So wurde das Projekt Hubschrauberbasisstation trotz zahlreicher fundierter Einwände aus den Reihen der Bevölkerung durchgesetzt. Bürgeranfragen zur Standsicherheit und Altlastenproblematik des Kalkberges wurden ebenso vom Tisch gewischt wie begründete Einwände zu den Lärmemissionen der startenden und landenden Hubschrauber. Auch der Fund von nicht unerheblichen Mengen Schweröls in einer Senke an der Nordwestflanke das Kalkberges wurde weitgehend ignoriert. Forderungen der Bürgerinitiative Kalkberg nach zusätzlichen Erkundungsbohrungen bis zur Basis der Deponie wurden verworfen. Jede einzelne der unlängst durchgeführten vier Bohrungen am Kalkberg hatte jedoch zum Ergebnis, dass die Deponie für weitere 100 Jahre erhebliches Setzungspotential hat. Der Kalkberg ist damit der ungeeigneteste Standort für eine HBS weit und breit. Mit einer einzigen Bohrung bis zur Basis der Deponie hätte also das Kalkberg-Desaster verhindert werden können.
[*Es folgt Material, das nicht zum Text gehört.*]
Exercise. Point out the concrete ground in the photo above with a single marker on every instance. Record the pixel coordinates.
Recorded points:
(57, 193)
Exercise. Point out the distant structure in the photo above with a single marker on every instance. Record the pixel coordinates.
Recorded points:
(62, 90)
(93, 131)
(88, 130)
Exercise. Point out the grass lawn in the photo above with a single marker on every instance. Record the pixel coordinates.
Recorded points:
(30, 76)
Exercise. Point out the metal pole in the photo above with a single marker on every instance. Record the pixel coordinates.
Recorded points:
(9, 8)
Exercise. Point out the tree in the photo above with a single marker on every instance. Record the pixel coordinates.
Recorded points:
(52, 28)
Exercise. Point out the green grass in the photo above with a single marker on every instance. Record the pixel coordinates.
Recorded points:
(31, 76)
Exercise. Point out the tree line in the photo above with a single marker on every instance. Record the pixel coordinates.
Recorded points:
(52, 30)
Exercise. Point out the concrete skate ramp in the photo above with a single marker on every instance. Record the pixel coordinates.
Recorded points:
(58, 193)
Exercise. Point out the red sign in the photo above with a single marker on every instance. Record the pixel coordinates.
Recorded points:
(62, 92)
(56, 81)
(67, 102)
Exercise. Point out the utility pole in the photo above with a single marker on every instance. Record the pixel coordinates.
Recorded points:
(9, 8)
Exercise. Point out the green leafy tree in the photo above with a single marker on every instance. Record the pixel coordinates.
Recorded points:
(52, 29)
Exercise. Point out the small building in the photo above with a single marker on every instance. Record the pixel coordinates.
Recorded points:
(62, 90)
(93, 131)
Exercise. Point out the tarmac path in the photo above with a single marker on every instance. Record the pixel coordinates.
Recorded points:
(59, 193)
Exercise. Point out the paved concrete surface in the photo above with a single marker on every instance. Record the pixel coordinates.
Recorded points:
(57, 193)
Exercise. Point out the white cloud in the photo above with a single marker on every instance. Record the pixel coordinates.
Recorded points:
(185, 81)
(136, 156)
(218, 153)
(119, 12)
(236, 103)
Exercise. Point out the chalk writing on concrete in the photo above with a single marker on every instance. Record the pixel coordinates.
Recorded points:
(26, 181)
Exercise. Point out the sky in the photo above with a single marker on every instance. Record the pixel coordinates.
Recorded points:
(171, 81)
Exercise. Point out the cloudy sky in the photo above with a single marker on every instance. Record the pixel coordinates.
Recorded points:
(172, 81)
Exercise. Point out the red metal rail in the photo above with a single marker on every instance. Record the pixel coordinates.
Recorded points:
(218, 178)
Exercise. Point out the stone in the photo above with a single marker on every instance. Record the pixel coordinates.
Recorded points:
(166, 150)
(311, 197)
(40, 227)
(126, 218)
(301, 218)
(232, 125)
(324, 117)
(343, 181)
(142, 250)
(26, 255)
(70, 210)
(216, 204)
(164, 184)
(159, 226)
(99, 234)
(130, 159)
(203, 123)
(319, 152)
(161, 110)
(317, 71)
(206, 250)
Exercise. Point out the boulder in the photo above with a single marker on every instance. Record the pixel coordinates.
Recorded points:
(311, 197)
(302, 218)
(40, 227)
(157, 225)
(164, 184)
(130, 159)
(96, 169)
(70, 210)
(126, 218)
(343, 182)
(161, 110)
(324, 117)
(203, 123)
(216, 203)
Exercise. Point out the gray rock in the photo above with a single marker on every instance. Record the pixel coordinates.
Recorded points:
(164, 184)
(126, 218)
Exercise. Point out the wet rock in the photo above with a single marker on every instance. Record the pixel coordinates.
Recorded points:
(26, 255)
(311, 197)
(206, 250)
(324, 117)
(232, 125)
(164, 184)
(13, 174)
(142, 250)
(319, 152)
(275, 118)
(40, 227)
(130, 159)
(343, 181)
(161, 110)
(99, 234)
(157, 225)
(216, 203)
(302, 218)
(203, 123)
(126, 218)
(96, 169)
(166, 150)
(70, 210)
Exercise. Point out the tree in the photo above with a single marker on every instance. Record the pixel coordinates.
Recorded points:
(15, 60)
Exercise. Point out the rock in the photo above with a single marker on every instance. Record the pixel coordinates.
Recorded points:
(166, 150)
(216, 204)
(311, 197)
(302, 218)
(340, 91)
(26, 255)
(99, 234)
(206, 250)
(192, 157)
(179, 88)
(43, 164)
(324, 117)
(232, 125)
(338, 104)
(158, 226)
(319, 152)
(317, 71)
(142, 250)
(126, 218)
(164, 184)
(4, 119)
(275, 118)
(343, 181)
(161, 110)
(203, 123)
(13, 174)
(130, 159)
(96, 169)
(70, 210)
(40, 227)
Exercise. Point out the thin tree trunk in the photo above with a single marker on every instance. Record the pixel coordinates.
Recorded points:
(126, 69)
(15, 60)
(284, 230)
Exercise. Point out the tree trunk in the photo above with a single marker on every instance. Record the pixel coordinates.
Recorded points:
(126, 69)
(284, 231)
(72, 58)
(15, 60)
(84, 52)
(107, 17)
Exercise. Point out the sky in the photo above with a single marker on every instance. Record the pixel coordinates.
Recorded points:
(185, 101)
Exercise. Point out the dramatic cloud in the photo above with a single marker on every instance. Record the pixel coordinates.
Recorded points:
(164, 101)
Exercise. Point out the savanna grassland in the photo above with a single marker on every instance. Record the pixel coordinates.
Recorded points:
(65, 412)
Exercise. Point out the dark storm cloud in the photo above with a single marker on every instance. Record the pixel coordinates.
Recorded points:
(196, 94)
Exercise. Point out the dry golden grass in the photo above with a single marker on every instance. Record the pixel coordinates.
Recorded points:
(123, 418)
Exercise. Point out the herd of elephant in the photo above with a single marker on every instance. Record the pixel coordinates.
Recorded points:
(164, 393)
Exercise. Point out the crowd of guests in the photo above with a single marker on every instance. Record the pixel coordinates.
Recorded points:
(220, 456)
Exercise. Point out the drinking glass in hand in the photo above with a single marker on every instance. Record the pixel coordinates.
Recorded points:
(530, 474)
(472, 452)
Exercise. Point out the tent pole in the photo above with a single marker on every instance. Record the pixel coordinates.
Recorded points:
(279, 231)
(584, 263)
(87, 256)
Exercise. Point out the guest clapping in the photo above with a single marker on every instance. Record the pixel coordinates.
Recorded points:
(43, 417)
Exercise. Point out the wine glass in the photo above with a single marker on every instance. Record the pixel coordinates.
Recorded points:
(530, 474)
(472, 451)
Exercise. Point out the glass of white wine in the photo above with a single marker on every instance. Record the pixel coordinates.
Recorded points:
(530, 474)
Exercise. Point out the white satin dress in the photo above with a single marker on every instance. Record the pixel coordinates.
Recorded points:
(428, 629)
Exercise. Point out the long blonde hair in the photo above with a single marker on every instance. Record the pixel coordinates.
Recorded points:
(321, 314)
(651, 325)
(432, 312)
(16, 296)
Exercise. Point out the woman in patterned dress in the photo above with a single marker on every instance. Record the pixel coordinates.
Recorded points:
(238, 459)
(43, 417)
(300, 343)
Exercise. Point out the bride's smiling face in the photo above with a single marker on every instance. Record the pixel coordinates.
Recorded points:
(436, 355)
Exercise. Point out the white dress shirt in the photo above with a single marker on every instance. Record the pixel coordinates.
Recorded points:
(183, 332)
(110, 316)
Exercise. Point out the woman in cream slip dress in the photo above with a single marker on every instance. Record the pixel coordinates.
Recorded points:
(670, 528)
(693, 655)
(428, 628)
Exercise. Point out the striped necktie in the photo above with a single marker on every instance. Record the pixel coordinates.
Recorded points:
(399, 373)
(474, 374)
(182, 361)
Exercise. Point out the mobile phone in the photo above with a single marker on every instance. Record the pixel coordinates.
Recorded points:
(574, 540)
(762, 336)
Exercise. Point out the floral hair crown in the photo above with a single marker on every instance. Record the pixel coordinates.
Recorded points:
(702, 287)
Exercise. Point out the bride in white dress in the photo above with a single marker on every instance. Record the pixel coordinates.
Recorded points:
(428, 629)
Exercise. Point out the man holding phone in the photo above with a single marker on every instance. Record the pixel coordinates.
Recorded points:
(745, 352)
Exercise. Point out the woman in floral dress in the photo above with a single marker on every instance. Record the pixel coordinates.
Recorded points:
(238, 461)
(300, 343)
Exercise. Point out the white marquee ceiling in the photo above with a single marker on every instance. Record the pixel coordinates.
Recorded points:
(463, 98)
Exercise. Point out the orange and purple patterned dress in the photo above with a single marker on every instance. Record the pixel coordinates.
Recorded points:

Da verwundert es einen sehr, dass Stadtdirektor Kahlen den Kalkberg noch bis vor Kurzem „als den bestgeeignetesten Standort für die Hubschrauberbasisstation“ bezeichnete.

Nachdem der Bau beschlossen war, wurde es ruhig um die Bürgerinitiative Kalkberg und andere Gruppen, die sich gegen das Projekt engagiert hatten. In den Reihen der engagierten Bürger hatte man allerdings nicht mit dem Dilettantismus der für die Umsetzung des Projektes Verantwortlichen gerechnet. So wurde für den Bau der zentralen Zubringerstraße die Deponie an der Ost- und Nordflanke großflächig angeschnitten. Dabei wurde der äußere Ringwall der Deponie schwer beschädigt und die im Kern der Deponie liegenden weichen Kalkschichten angefahren. Was zur Folge hatte, dass die Statik und damit die Standfestigkeit der Deponie nicht mehr gewährleistet war. Das abgetragene Deponiegut brachte man sodann in Form eines Lärmschutzwalls auf das Zentrum der Deponie auf. Durch die zusätzliche Auflast von ca. 50.000 Tonnen setzte sich nun die Deponie und mit ihr der Hangar. Nun hatte man einen doppelten Sanierungsfall: Eine beschädigte HBS und eine sanierungsbedürftige Deponie.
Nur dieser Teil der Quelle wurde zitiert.